Camille Guichard n’avait pas publié d’ouvrage depuis octobre 1991. Une éternité, direz-vous, pour un auteur. Mais le voilà qui refait surface dans les librairies avec Pique-nique, publié aux éditions du Mercure de France. Quand la plus paisible des situations tourne à l’indéfinissable drame, tout cela sur fond de désir adolescent qui ne brille que par son évidente impossibilité, c’est en quelques mots le résumé de ce roman. Lettres it be vous en dit un peu plus !
# La bande-annonce
Tous les dimanches, invariablement, Pierre et ses parents pique-niquent dans la forêt avec la famille Galas. Pierre a treize ans et attend ce moment avec impatience, car Jeanne Galas suscite chez lui un émoi indicible. Pourtant ce dimanche ne sera pas comme les autres, Pierre le comprend vite. En effet, caché derrière les buissons ou perché à la cime des arbres, Pierre surprend des regards et des gestes équivoques qui remettent en question le bel ordonnancement dominical. Et si son propre père et Jeanne Galas entretenaient une relation adultère… Cette révélation projette Pierre hors du monde de l’enfance : le lieu du pique-nique devient une arène.
# L’avis de Lettres it be
Comme dit plus haut, nous n’avions plus eu de signal sur les écrans radars concernant Camille Guichard depuis un gros paquet d’années. Il nous revient avec cet ouvrage énigmatique, aguerri depuis par la réalisation de nombreux documentaires sur la création artistique, des documentaires plusieurs fois récompensés. Pique-nique est un récit d’initiation sur quelques heures, la métaphore d’un passage entre monde des enfants et monde des adultes sur une journée. Un haïku sur la vie, en 200 pages. D’un pique-nique hebdomadaire banal au possible auquel on se rend avec cette bonne vieille voiture de famille encore rutilante comme l’époque, Camille Guichard nous amène promptement vers le précipice. Une fois passées les turpitudes du jeune Pierre pour la mère Galas, une fois évacués autour d’un verre de vin les regrets de l’antan, le tonnerre peut gronder au loin. Un précipice qui, d’abord, se présente sous nos yeux comme une dispute de couple comme il en arrive tant. Et pourtant …

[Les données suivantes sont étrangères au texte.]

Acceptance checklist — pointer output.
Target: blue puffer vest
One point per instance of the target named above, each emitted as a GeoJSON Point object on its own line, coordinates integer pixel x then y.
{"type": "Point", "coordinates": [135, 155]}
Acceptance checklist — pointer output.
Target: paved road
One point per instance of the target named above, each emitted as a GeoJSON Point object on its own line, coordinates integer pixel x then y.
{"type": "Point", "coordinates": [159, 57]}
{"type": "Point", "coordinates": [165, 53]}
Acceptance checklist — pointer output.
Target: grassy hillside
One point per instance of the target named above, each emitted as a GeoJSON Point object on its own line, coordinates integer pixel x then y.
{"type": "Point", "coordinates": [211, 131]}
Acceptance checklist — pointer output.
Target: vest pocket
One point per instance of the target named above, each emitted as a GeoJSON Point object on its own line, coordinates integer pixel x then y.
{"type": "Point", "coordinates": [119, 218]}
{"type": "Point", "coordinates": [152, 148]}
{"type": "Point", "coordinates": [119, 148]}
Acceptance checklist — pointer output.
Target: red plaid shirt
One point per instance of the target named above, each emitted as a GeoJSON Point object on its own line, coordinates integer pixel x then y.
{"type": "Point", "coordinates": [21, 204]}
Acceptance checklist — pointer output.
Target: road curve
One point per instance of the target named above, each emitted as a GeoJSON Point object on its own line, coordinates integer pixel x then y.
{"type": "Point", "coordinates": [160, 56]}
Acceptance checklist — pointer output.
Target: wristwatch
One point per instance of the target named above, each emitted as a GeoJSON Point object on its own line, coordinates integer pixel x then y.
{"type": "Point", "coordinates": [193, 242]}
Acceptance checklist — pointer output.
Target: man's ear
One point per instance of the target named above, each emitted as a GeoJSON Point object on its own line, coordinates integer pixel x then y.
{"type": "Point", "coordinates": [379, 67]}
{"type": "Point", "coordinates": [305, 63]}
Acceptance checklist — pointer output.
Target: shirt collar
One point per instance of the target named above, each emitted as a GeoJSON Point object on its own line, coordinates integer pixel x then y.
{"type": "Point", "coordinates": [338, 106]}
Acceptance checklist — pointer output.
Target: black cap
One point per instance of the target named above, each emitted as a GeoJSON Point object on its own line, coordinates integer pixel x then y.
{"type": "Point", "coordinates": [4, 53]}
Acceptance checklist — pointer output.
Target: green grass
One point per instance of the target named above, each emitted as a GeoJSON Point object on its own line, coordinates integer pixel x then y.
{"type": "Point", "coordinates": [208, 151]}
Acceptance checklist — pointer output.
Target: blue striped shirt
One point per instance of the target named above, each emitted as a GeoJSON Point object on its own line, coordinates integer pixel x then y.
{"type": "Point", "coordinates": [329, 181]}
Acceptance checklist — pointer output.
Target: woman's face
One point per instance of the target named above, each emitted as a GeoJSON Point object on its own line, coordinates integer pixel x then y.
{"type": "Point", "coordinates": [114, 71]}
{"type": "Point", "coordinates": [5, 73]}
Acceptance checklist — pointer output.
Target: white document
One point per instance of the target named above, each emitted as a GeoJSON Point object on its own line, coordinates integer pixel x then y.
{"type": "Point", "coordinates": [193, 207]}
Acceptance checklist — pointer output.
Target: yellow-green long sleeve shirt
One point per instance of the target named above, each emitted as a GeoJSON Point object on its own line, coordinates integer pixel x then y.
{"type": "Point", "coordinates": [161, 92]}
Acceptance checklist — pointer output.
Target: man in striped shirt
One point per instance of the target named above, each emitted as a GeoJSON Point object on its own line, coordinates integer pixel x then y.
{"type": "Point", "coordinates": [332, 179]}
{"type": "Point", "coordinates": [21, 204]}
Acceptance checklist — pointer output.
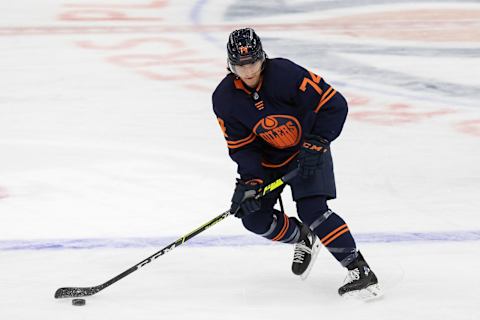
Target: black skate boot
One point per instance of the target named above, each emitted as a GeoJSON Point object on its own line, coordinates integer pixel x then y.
{"type": "Point", "coordinates": [361, 282]}
{"type": "Point", "coordinates": [305, 251]}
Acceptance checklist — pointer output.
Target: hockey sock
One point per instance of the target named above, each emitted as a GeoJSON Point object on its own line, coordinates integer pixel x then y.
{"type": "Point", "coordinates": [282, 229]}
{"type": "Point", "coordinates": [329, 227]}
{"type": "Point", "coordinates": [273, 225]}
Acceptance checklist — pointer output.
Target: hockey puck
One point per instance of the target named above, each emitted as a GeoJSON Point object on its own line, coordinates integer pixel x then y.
{"type": "Point", "coordinates": [78, 302]}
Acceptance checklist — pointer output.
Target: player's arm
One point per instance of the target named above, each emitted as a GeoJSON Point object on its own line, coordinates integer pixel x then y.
{"type": "Point", "coordinates": [243, 147]}
{"type": "Point", "coordinates": [329, 106]}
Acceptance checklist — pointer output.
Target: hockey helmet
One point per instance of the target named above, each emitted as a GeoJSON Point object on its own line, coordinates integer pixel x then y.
{"type": "Point", "coordinates": [244, 47]}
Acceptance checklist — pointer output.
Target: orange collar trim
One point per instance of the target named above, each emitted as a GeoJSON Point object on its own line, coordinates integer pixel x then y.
{"type": "Point", "coordinates": [239, 85]}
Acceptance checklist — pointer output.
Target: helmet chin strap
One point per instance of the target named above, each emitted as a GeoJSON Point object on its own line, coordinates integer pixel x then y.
{"type": "Point", "coordinates": [231, 67]}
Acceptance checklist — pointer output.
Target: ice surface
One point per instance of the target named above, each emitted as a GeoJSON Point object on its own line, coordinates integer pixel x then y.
{"type": "Point", "coordinates": [109, 150]}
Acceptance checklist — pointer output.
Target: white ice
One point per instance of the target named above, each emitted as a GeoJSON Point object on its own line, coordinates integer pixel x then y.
{"type": "Point", "coordinates": [107, 135]}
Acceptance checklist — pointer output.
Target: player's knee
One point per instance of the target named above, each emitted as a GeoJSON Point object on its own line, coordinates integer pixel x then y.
{"type": "Point", "coordinates": [309, 209]}
{"type": "Point", "coordinates": [258, 222]}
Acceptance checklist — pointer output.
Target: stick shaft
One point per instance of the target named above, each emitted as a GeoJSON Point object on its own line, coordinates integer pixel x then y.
{"type": "Point", "coordinates": [72, 292]}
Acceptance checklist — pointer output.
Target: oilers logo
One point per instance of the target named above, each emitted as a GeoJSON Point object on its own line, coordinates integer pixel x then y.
{"type": "Point", "coordinates": [280, 131]}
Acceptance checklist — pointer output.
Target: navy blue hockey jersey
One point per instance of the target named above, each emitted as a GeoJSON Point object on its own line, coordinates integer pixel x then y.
{"type": "Point", "coordinates": [264, 126]}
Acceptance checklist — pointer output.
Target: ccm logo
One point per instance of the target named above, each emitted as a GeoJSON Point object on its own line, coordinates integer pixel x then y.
{"type": "Point", "coordinates": [313, 147]}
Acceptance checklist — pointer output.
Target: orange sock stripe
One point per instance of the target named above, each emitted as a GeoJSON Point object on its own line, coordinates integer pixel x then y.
{"type": "Point", "coordinates": [283, 231]}
{"type": "Point", "coordinates": [333, 233]}
{"type": "Point", "coordinates": [336, 236]}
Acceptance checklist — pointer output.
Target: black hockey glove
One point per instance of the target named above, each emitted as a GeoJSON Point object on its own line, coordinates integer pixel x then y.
{"type": "Point", "coordinates": [310, 156]}
{"type": "Point", "coordinates": [243, 200]}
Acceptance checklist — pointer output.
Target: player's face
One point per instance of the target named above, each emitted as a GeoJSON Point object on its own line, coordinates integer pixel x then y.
{"type": "Point", "coordinates": [250, 73]}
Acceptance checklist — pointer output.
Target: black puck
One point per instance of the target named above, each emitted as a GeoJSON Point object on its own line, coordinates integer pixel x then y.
{"type": "Point", "coordinates": [78, 302]}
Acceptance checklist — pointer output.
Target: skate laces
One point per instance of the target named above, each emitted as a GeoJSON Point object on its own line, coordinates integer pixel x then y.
{"type": "Point", "coordinates": [353, 275]}
{"type": "Point", "coordinates": [300, 250]}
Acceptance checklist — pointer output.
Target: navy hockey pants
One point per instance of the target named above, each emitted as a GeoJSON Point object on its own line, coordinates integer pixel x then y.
{"type": "Point", "coordinates": [311, 197]}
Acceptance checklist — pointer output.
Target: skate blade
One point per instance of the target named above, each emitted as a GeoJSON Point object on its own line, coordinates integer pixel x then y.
{"type": "Point", "coordinates": [315, 250]}
{"type": "Point", "coordinates": [369, 293]}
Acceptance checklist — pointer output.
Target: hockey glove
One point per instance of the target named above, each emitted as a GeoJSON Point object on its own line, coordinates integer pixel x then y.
{"type": "Point", "coordinates": [310, 156]}
{"type": "Point", "coordinates": [243, 200]}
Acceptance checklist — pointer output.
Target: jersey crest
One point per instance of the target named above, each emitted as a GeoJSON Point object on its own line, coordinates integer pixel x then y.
{"type": "Point", "coordinates": [280, 131]}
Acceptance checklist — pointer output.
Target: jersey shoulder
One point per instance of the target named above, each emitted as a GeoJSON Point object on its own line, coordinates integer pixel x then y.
{"type": "Point", "coordinates": [223, 95]}
{"type": "Point", "coordinates": [286, 68]}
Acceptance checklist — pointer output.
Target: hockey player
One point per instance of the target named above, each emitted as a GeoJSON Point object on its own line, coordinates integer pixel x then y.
{"type": "Point", "coordinates": [276, 116]}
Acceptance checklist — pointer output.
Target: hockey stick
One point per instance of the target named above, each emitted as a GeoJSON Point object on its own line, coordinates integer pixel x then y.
{"type": "Point", "coordinates": [72, 292]}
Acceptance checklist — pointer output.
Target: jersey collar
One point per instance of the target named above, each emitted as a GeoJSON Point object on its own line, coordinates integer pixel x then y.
{"type": "Point", "coordinates": [241, 86]}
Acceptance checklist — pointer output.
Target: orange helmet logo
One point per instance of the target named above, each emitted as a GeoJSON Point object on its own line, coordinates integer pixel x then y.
{"type": "Point", "coordinates": [243, 50]}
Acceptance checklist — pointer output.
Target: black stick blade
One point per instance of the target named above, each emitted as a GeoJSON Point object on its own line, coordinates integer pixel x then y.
{"type": "Point", "coordinates": [76, 292]}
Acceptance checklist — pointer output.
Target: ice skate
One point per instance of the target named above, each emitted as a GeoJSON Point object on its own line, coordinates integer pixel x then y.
{"type": "Point", "coordinates": [361, 282]}
{"type": "Point", "coordinates": [305, 251]}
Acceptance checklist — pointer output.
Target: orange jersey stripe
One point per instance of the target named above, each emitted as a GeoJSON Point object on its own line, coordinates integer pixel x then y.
{"type": "Point", "coordinates": [327, 96]}
{"type": "Point", "coordinates": [333, 233]}
{"type": "Point", "coordinates": [241, 142]}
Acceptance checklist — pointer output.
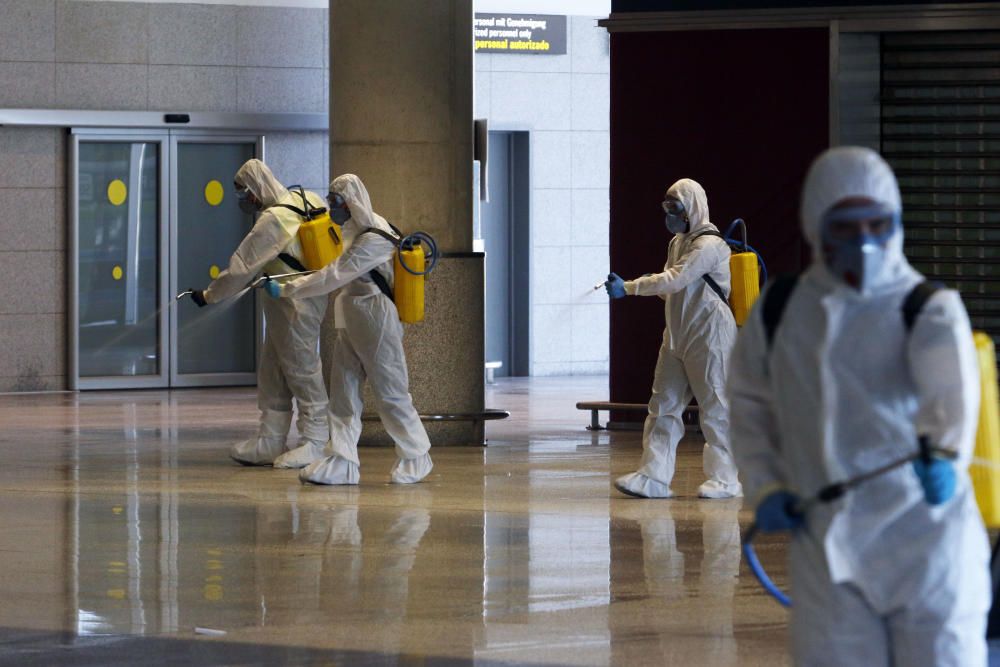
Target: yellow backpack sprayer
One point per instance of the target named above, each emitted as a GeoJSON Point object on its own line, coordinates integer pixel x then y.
{"type": "Point", "coordinates": [317, 234]}
{"type": "Point", "coordinates": [746, 269]}
{"type": "Point", "coordinates": [985, 468]}
{"type": "Point", "coordinates": [416, 256]}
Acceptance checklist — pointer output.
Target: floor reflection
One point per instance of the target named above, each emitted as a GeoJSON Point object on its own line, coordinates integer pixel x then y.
{"type": "Point", "coordinates": [124, 523]}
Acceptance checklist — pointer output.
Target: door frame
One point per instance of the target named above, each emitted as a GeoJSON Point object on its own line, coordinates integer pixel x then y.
{"type": "Point", "coordinates": [110, 135]}
{"type": "Point", "coordinates": [205, 379]}
{"type": "Point", "coordinates": [167, 141]}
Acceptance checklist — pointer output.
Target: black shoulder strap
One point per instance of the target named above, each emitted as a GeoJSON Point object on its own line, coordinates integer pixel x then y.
{"type": "Point", "coordinates": [292, 262]}
{"type": "Point", "coordinates": [715, 287]}
{"type": "Point", "coordinates": [382, 283]}
{"type": "Point", "coordinates": [916, 299]}
{"type": "Point", "coordinates": [775, 300]}
{"type": "Point", "coordinates": [707, 278]}
{"type": "Point", "coordinates": [309, 211]}
{"type": "Point", "coordinates": [384, 234]}
{"type": "Point", "coordinates": [377, 277]}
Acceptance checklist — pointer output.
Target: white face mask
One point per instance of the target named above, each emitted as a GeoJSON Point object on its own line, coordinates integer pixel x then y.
{"type": "Point", "coordinates": [858, 256]}
{"type": "Point", "coordinates": [676, 217]}
{"type": "Point", "coordinates": [677, 224]}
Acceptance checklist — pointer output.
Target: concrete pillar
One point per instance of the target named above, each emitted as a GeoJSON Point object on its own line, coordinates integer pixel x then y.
{"type": "Point", "coordinates": [401, 118]}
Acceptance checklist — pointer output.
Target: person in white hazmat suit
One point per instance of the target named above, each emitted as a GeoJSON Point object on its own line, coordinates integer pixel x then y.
{"type": "Point", "coordinates": [699, 335]}
{"type": "Point", "coordinates": [369, 345]}
{"type": "Point", "coordinates": [289, 363]}
{"type": "Point", "coordinates": [896, 571]}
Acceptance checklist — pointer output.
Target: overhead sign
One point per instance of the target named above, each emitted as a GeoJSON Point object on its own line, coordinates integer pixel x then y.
{"type": "Point", "coordinates": [529, 34]}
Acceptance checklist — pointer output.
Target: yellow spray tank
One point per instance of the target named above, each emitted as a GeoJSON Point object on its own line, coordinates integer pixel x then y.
{"type": "Point", "coordinates": [410, 267]}
{"type": "Point", "coordinates": [318, 236]}
{"type": "Point", "coordinates": [744, 276]}
{"type": "Point", "coordinates": [985, 468]}
{"type": "Point", "coordinates": [416, 256]}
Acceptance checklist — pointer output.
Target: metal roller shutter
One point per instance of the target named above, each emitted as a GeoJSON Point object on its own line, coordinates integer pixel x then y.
{"type": "Point", "coordinates": [940, 130]}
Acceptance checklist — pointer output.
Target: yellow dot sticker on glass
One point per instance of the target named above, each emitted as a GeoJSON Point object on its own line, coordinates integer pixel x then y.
{"type": "Point", "coordinates": [117, 192]}
{"type": "Point", "coordinates": [214, 193]}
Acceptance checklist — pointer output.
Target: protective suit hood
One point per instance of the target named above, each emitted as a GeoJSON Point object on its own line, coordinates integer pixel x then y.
{"type": "Point", "coordinates": [256, 177]}
{"type": "Point", "coordinates": [695, 201]}
{"type": "Point", "coordinates": [354, 192]}
{"type": "Point", "coordinates": [845, 172]}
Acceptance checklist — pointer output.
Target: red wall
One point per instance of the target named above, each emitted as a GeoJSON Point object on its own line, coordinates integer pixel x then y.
{"type": "Point", "coordinates": [743, 112]}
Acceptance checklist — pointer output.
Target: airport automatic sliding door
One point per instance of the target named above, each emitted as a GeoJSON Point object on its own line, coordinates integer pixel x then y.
{"type": "Point", "coordinates": [153, 214]}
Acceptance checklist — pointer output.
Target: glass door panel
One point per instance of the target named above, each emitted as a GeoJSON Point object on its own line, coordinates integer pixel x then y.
{"type": "Point", "coordinates": [118, 247]}
{"type": "Point", "coordinates": [215, 344]}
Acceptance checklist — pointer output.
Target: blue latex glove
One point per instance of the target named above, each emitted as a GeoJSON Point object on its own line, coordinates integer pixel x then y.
{"type": "Point", "coordinates": [615, 286]}
{"type": "Point", "coordinates": [774, 513]}
{"type": "Point", "coordinates": [937, 476]}
{"type": "Point", "coordinates": [273, 288]}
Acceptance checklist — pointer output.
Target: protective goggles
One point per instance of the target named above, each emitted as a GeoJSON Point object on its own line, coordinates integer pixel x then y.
{"type": "Point", "coordinates": [852, 223]}
{"type": "Point", "coordinates": [673, 206]}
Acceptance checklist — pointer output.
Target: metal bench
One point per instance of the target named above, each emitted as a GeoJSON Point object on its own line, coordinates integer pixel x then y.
{"type": "Point", "coordinates": [690, 415]}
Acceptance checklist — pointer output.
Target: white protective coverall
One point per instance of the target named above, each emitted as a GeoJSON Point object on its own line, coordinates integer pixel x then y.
{"type": "Point", "coordinates": [289, 363]}
{"type": "Point", "coordinates": [699, 335]}
{"type": "Point", "coordinates": [369, 345]}
{"type": "Point", "coordinates": [879, 577]}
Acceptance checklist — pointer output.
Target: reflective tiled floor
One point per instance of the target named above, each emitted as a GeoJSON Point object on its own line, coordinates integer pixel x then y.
{"type": "Point", "coordinates": [124, 528]}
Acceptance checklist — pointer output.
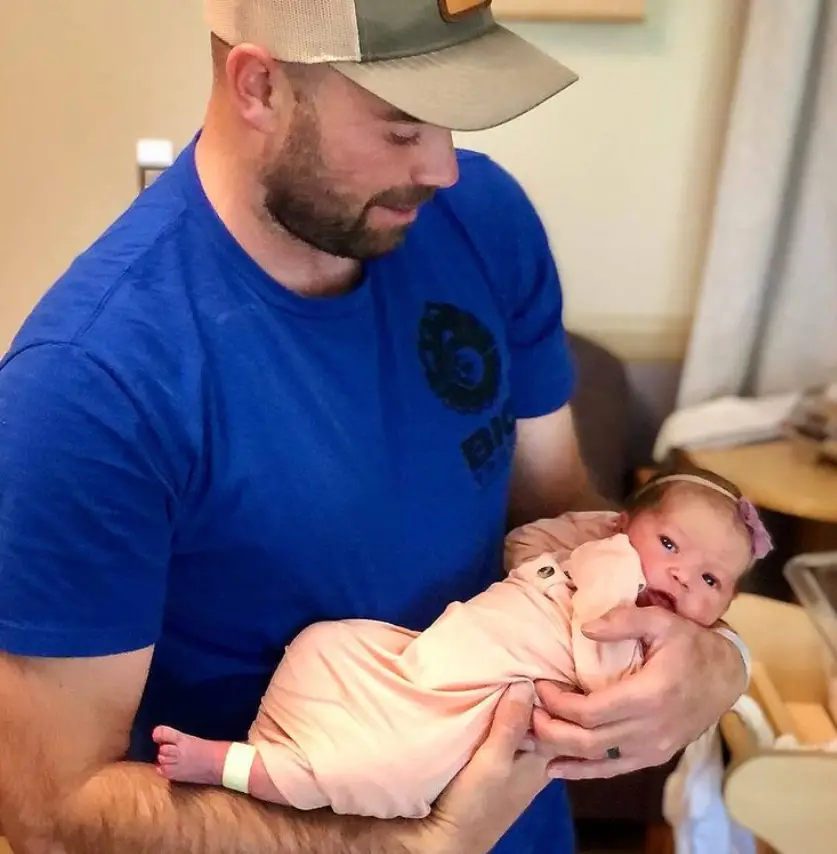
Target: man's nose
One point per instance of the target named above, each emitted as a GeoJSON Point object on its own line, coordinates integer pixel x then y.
{"type": "Point", "coordinates": [437, 165]}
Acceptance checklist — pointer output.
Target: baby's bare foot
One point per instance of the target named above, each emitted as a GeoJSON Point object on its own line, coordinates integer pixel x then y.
{"type": "Point", "coordinates": [188, 759]}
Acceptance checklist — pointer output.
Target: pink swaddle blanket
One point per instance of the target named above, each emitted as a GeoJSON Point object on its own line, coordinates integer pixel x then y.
{"type": "Point", "coordinates": [371, 719]}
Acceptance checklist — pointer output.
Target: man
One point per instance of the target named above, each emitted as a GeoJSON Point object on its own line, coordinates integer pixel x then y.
{"type": "Point", "coordinates": [312, 373]}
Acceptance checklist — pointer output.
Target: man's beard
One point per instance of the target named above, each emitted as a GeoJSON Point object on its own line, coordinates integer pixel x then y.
{"type": "Point", "coordinates": [300, 197]}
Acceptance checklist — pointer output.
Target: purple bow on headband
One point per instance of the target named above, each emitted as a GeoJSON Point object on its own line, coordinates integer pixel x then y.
{"type": "Point", "coordinates": [759, 536]}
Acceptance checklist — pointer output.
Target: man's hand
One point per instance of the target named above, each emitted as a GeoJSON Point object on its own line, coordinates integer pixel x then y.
{"type": "Point", "coordinates": [492, 791]}
{"type": "Point", "coordinates": [691, 678]}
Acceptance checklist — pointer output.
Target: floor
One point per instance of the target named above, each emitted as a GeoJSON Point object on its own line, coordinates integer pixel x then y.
{"type": "Point", "coordinates": [610, 838]}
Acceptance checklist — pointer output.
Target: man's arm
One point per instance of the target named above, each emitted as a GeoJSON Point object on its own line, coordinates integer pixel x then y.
{"type": "Point", "coordinates": [65, 729]}
{"type": "Point", "coordinates": [64, 789]}
{"type": "Point", "coordinates": [548, 475]}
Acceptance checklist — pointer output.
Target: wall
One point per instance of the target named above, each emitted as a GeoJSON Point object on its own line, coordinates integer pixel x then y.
{"type": "Point", "coordinates": [621, 165]}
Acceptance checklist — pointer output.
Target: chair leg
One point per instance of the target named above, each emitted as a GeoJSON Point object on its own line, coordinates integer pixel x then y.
{"type": "Point", "coordinates": [659, 839]}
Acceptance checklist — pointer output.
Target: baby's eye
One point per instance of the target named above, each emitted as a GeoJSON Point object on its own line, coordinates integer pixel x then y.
{"type": "Point", "coordinates": [668, 544]}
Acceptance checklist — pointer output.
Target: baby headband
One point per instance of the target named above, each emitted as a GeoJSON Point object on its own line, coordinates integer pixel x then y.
{"type": "Point", "coordinates": [760, 539]}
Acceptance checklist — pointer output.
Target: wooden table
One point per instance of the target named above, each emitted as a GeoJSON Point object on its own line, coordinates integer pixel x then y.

« Je ferme les yeux quelques secondes et les ouvre en grand : Madame Galas apparaît, divine. Elle referme la portière et, d’un pas lent, se dirige vers nous. Mon cœur bat à tout rompre. Madame Galas est belle, fine, avec de grands yeux bleus, sa peau est d’une blancheur immaculée. Je ne peux pas détacher mes yeux de ses lèvres pulpeuses, dessinées avec un rouge à lèvres couleur sang, un appel au baiser. »
En effet, difficile de passer à côté de l’intérêt de Camille Guichard pour la réalisation, pour la création artistique, pour l’élaboration d’une œuvre, plan par plan, élément sur élément. Dans cette histoire, l’auteur multiplie les métaphores visuelles, peut-être un peu trop faciles parfois, comme cet arbre où aime à se réfugier le plus haut possible le jeune Pierre, narrateur de ce livre, comme une tour d’ivoire, un monde imprenable encore loin de celui trop bas des adultes. On navigue d’image en image et l’auteur s’y plaît à coudre son récit de la sorte. Jusqu’au drame.
Camille Guichard propose un huis-clos sans frontières, une angoisse de l’exigu dans une nature ouverte sans aucune finitude. Une idée rondement menée, qui offre à cette histoire un cadre original des plus plaisants. Un bien beau retour aux affaires qui appelle à de bien belles choses à l'avenir.